情報交換するミャンマーの歯科医師(前列)と岡山大の教授ら

 長年にわたり、医療人材の育成など人道的な立場でミャンマーを支援してきた岡山大は、従来の医学分野だけでなく、歯科分野でも交流を本格化させている。現在、歯学部で受け入れた同国の歯科医師4人が口腔(こうくう)病理や歯科矯正学などの研究・臨床、教育プログラムの習得に励んでいる。

 岡山大は2002年、ミャンマー保健省の2部局と交流協定を締結。若手医師の受け入れや共同研究、現地での手術指導、巡回診療などを続けている。

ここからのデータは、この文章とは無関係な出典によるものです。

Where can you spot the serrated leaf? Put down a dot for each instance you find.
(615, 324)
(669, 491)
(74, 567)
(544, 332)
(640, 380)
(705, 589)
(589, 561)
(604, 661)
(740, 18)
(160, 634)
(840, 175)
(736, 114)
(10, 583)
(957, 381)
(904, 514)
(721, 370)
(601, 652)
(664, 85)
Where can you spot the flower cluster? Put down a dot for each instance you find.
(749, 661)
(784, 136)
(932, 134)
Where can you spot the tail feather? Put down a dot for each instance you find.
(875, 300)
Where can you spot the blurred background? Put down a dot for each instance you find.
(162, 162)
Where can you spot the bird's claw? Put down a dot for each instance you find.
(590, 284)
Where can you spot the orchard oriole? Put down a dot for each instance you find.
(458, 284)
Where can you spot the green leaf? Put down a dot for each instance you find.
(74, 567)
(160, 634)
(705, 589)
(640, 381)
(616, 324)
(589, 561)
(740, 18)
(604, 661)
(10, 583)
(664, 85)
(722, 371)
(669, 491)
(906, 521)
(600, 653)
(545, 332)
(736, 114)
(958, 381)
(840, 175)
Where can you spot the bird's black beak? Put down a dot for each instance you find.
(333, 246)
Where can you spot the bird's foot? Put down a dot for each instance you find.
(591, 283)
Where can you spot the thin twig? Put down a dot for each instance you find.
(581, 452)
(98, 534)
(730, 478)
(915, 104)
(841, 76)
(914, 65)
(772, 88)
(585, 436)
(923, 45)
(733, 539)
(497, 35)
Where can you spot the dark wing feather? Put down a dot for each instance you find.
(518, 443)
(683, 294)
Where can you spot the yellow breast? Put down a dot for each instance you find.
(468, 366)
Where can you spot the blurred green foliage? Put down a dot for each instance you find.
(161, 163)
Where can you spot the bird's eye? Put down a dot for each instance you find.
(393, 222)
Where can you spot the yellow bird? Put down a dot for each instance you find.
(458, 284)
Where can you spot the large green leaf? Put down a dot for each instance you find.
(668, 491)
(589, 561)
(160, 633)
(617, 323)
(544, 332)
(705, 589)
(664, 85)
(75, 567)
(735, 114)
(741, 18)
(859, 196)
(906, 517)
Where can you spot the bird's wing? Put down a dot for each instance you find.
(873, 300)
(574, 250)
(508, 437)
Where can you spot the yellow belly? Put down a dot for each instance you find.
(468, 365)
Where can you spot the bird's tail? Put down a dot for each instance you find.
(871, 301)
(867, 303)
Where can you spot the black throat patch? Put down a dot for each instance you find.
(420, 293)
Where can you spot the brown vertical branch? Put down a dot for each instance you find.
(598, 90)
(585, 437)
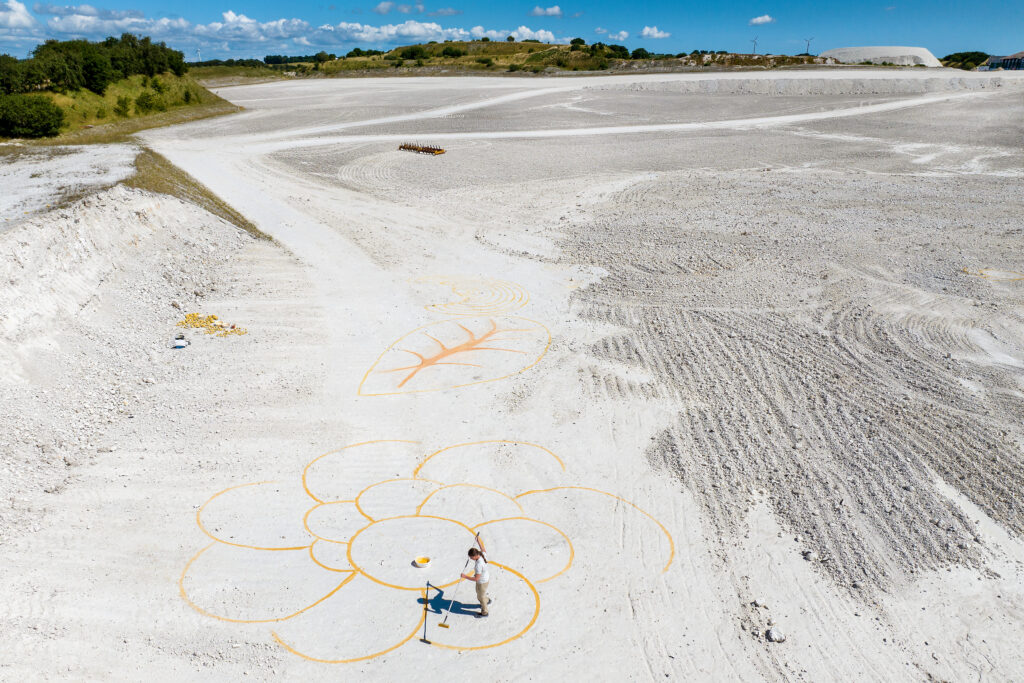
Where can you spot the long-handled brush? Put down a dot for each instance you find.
(443, 624)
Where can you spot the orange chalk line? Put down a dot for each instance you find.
(383, 583)
(544, 352)
(998, 274)
(205, 612)
(408, 638)
(474, 485)
(537, 612)
(469, 346)
(305, 470)
(199, 520)
(416, 472)
(359, 507)
(479, 296)
(539, 521)
(312, 556)
(672, 544)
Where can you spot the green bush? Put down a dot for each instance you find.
(147, 102)
(414, 52)
(29, 116)
(123, 107)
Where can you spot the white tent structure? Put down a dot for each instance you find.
(905, 56)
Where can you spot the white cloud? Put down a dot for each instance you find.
(91, 26)
(13, 14)
(241, 28)
(652, 32)
(411, 31)
(554, 10)
(85, 10)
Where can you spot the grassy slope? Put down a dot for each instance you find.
(502, 53)
(84, 109)
(155, 173)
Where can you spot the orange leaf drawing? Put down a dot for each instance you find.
(457, 352)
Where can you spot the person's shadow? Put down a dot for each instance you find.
(438, 604)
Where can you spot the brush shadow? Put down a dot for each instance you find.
(438, 604)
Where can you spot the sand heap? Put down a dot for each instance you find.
(904, 56)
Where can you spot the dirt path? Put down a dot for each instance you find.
(691, 381)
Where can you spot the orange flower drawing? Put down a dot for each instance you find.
(325, 561)
(457, 352)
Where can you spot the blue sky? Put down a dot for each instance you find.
(255, 28)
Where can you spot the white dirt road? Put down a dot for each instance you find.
(699, 356)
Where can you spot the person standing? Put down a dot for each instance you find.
(480, 575)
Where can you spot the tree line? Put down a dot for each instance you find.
(73, 65)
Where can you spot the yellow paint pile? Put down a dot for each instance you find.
(211, 325)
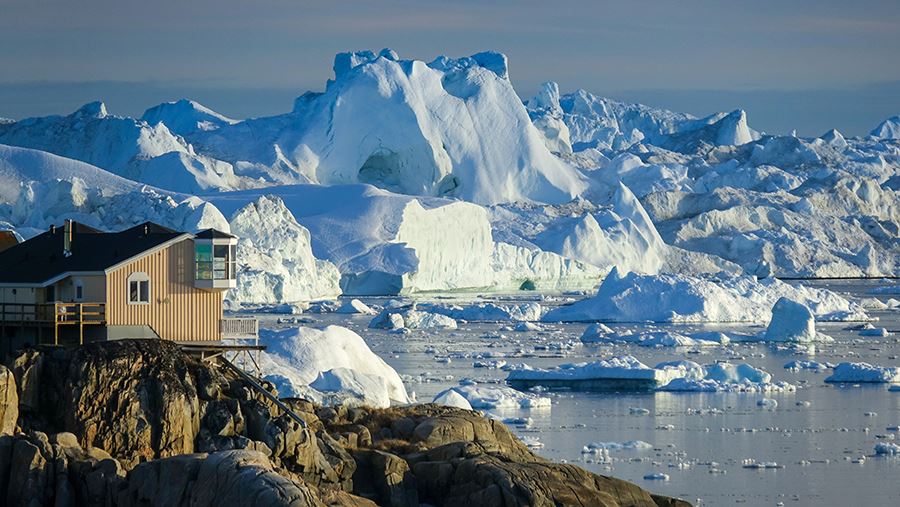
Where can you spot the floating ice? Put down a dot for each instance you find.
(410, 318)
(497, 397)
(864, 372)
(767, 403)
(630, 445)
(355, 306)
(806, 365)
(631, 297)
(335, 359)
(451, 398)
(791, 322)
(887, 449)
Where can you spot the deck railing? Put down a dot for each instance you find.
(53, 313)
(239, 328)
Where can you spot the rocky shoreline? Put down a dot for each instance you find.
(139, 422)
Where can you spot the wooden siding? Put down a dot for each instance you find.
(177, 310)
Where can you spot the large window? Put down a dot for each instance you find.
(138, 289)
(214, 262)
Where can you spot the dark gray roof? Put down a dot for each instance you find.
(41, 258)
(213, 234)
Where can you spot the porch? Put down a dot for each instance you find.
(51, 319)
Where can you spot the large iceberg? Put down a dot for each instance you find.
(452, 127)
(127, 147)
(386, 243)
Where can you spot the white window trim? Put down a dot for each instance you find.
(138, 276)
(76, 284)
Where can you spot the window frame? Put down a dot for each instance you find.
(78, 289)
(141, 279)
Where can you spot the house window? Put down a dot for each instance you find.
(138, 289)
(214, 262)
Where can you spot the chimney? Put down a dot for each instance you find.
(68, 237)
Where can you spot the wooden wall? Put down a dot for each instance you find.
(177, 310)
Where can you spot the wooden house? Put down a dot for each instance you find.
(73, 284)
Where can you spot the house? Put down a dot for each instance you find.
(73, 284)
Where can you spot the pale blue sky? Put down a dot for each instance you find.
(791, 64)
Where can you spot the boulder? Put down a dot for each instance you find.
(9, 402)
(224, 479)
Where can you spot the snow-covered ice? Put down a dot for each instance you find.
(631, 297)
(331, 360)
(490, 397)
(848, 372)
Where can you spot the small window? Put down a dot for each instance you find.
(138, 288)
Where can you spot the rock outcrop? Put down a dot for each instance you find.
(140, 423)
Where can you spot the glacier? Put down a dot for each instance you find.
(405, 176)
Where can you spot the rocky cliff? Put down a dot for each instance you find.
(142, 423)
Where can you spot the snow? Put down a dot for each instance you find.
(887, 449)
(791, 322)
(385, 243)
(623, 237)
(615, 368)
(870, 330)
(275, 262)
(487, 312)
(657, 339)
(124, 146)
(330, 360)
(728, 377)
(355, 306)
(408, 127)
(632, 297)
(864, 372)
(628, 445)
(452, 398)
(805, 365)
(184, 117)
(411, 318)
(496, 397)
(888, 129)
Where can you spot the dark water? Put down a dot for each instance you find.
(700, 440)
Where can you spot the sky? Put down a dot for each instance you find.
(802, 65)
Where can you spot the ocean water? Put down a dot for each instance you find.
(822, 436)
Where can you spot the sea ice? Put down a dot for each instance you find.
(632, 297)
(865, 373)
(334, 359)
(452, 398)
(497, 397)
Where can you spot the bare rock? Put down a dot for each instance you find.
(223, 479)
(9, 402)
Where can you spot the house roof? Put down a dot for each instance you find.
(41, 258)
(213, 234)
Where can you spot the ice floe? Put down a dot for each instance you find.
(496, 397)
(632, 297)
(333, 360)
(864, 373)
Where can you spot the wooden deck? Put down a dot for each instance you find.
(51, 317)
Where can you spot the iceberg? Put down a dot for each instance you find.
(408, 127)
(863, 373)
(616, 373)
(495, 397)
(330, 360)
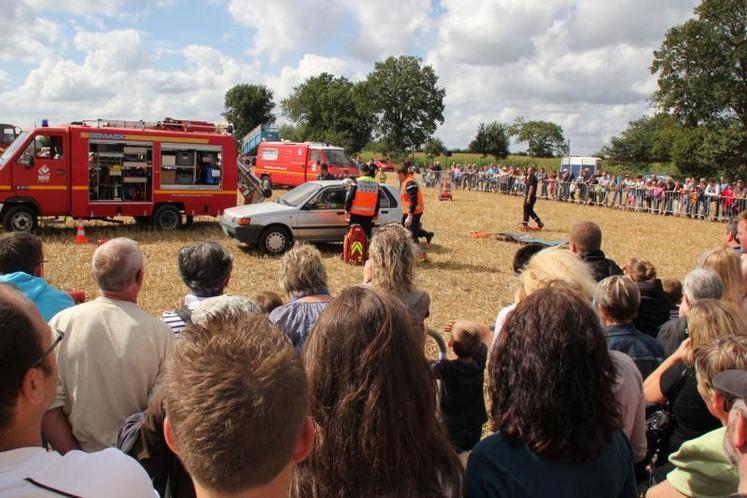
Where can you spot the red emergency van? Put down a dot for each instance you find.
(290, 164)
(154, 172)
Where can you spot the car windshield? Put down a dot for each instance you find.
(10, 151)
(299, 194)
(337, 157)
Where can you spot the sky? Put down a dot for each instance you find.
(583, 64)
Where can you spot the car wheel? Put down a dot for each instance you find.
(20, 219)
(167, 218)
(275, 240)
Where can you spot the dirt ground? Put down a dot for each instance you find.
(466, 278)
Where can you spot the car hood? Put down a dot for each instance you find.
(255, 210)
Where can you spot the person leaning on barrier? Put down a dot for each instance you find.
(362, 201)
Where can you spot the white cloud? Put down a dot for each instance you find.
(25, 36)
(116, 80)
(388, 27)
(309, 65)
(281, 26)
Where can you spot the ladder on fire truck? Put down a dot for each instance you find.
(168, 124)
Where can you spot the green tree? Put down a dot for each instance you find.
(434, 147)
(543, 138)
(702, 75)
(409, 105)
(248, 106)
(645, 140)
(492, 139)
(330, 109)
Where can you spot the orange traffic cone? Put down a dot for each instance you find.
(80, 236)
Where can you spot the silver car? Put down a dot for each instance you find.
(313, 211)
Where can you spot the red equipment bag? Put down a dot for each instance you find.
(355, 247)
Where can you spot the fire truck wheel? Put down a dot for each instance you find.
(266, 185)
(20, 219)
(275, 240)
(167, 218)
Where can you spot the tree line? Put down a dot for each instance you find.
(699, 122)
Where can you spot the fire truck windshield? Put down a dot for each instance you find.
(337, 157)
(10, 151)
(7, 134)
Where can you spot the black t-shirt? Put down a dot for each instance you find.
(462, 398)
(531, 182)
(692, 418)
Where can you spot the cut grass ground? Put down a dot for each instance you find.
(466, 277)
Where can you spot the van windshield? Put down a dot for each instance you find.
(10, 151)
(299, 194)
(337, 157)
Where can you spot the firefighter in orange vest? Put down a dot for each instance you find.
(411, 198)
(362, 201)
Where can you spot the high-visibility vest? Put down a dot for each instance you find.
(405, 197)
(366, 197)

 歯学部では12年以降、定期的に教員らが現地を訪問。ミャンマーでは、かみたばこの習慣がある影響で口腔がん患者が多いとされ、虫歯などもかなり進行した時点で初めて受診するケースも少なくないという。こうした現状を目の当たりにし、現地でのがん検診などに力を入れてきた。

 昨秋には4年課程の大学院に留学生1人を初めて受け入れた。かみ合わせを改善する外科手術や先天的な口の病気「口唇口蓋裂(こうしんこうがいれつ)」の治療法を学ぶほか、矯正学の教育プログラムへの理解を深めている。「診断能力を高めるのはもちろん、教育方法も身に付けたい」とイ・イ・ス・ラインさん(36)。帰国後は指導的立場になることを期待されている。

 9月には3カ月の予定で3人が来日。口腔がんの治療に役立てるため細胞診について学んだり、同大病院で外来診療に加わり歯科麻酔をテーマに研修したりしている。ノウ・メィ・ポウさん(37)は「ミャンマーには口腔病理医はいない。技術を母国で広めたい」と意気込んでいる。

 飯田征二副病院長は「散発的な支援ではなく、長く続けられる交流にしたい。こうした取り組みは大学の国際化にもつながる」と話す。

 同大とミャンマーの交流は、NPO法人「日本・ミャンマー医療人育成支援協会」(事務局・岡山市)の協力を得て実施。理事長の岡田茂同大名誉教授は30年以上、同国と医療分野での交流を行っている。
※登場する人物・団体は掲載時の情報です。